You are viewing a plain text version of this content. The canonical link for it is here.

Posted to user@tika.apache.org by imyuka <oc...@163.com> on 2014/10/09 14:22:45 UTC

Formatted Content Extraction and Title Detection

Hi all,


    Here is my problem: I have extracted plain texts from a serious of doc(x) documents and their titles via the "dc:title" label of metadata, but I'm not sure this is the right way to attain a title of a document.
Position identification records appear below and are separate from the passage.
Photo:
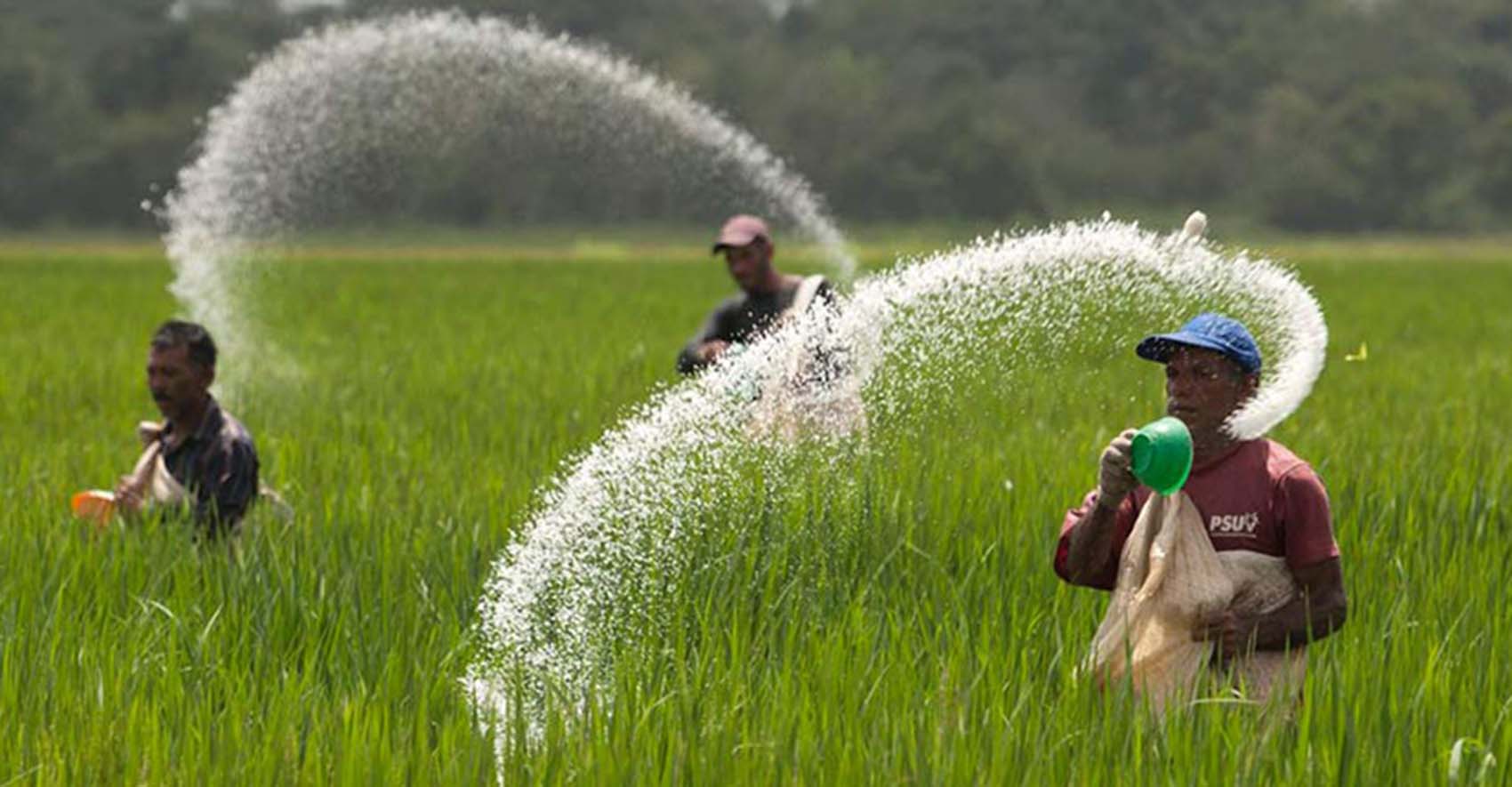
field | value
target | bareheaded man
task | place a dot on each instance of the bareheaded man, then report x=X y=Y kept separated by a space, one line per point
x=767 y=295
x=200 y=458
x=1252 y=494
In many cases, a title inside a document could be of the largest font-size and bold-style, which I want to utilized to extract the very title, however, I have no idea how to get a formatted content and font-size/bold-style detection. please let me know if I miss something.
    Thank you very much!

Re:Re: Formatted Content Extraction and Title Detection

Posted by Nick Burch <ap...@gagravarr.org>.

On Thu, 9 Oct 2014, imyuka wrote:
> I roughly checked up the book <Tika in Action> and found the instruction 
> about transforming a document to a XHTML file with command line, while I 
> have no idea about the Java coding implementation. Are there any 
> instructions or tutorials I can refer to?
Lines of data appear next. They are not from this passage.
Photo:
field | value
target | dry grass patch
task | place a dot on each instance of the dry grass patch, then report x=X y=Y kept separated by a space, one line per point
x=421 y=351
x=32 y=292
We have quite a few examples, they're available in svn:
https://svn.apache.org/repos/asf/tika/trunk/tika-example/src/main/java/org/apache/tika/example

You probably want ContentHandlerExample.parseToHTML()
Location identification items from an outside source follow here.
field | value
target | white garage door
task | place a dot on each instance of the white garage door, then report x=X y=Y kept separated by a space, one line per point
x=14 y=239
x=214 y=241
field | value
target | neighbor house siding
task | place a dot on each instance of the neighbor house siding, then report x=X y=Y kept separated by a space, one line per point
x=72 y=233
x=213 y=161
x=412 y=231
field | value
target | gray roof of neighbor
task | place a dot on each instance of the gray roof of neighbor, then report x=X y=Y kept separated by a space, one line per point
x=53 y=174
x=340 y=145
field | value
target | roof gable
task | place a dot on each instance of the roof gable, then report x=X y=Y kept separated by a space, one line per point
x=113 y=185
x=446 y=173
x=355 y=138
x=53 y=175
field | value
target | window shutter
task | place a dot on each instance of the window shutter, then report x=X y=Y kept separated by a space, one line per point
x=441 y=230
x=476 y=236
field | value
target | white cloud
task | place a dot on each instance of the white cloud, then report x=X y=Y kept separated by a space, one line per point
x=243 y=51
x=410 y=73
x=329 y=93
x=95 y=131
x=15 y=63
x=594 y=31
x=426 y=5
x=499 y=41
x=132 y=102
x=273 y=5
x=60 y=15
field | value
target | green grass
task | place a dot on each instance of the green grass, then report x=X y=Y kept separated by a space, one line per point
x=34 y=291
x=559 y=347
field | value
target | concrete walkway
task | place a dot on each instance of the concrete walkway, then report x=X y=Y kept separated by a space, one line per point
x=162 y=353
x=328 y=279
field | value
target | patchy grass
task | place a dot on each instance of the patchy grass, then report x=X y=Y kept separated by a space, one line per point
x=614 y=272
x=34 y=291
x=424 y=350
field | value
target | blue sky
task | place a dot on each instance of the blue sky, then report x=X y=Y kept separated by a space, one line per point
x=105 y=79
Longer term, we're planning to get those automatically included in the 
website, along with supporting text. See 
http://tika.apache.org/1.7/examples.html for the WIP on that

Nick

Re:Re: Formatted Content Extraction and Title Detection

Posted by imyuka <oc...@163.com>.

Thanks Nick, I really appreciate it. In this case, does it suppose that formatted context extraction can only be processed by producing corresponding XHTML file as output? I roughly checked up the book <Tika in Action> and found the instruction about transforming a document to a XHTML file with command line, while I have no idea about the Java coding implementation. Are there any instructions or tutorials I can refer to?

Thanks!

At 2014-10-09 20:46:01, "Nick Burch" <ap...@gagravarr.org> wrote:
>On Thu, 9 Oct 2014, imyuka wrote:
>> Here is my problem: I have extracted plain texts from a serious of 
>> doc(x) documents and their titles via the "dc:title" label of metadata, 
>> but I'm not sure this is the right way to attain a title of a document. 
>> In many cases, a title inside a document could be of the largest 
>> font-size and bold-style, which I want to utilized to extract the very 
>> title, however, I have no idea how to get a formatted content and 
>> font-size/bold-style detection
>
>If it's been styled as a heading, then you'll be able to get that from the 
>html contents. If in Word it's styled as normal body text, but manually 
>set to a larger font size, then there's nothing in Tika to help with that.
>
>Nick

Re: Formatted Content Extraction and Title Detection

Posted by Nick Burch <ap...@gagravarr.org>.

On Thu, 9 Oct 2014, imyuka wrote:
> Here is my problem: I have extracted plain texts from a serious of 
> doc(x) documents and their titles via the "dc:title" label of metadata, 
> but I'm not sure this is the right way to attain a title of a document. 
> In many cases, a title inside a document could be of the largest 
> font-size and bold-style, which I want to utilized to extract the very 
> title, however, I have no idea how to get a formatted content and 
> font-size/bold-style detection

If it's been styled as a heading, then you'll be able to get that from the 
html contents. If in Word it's styled as normal body text, but manually 
set to a larger font size, then there's nothing in Tika to help with that.

Nick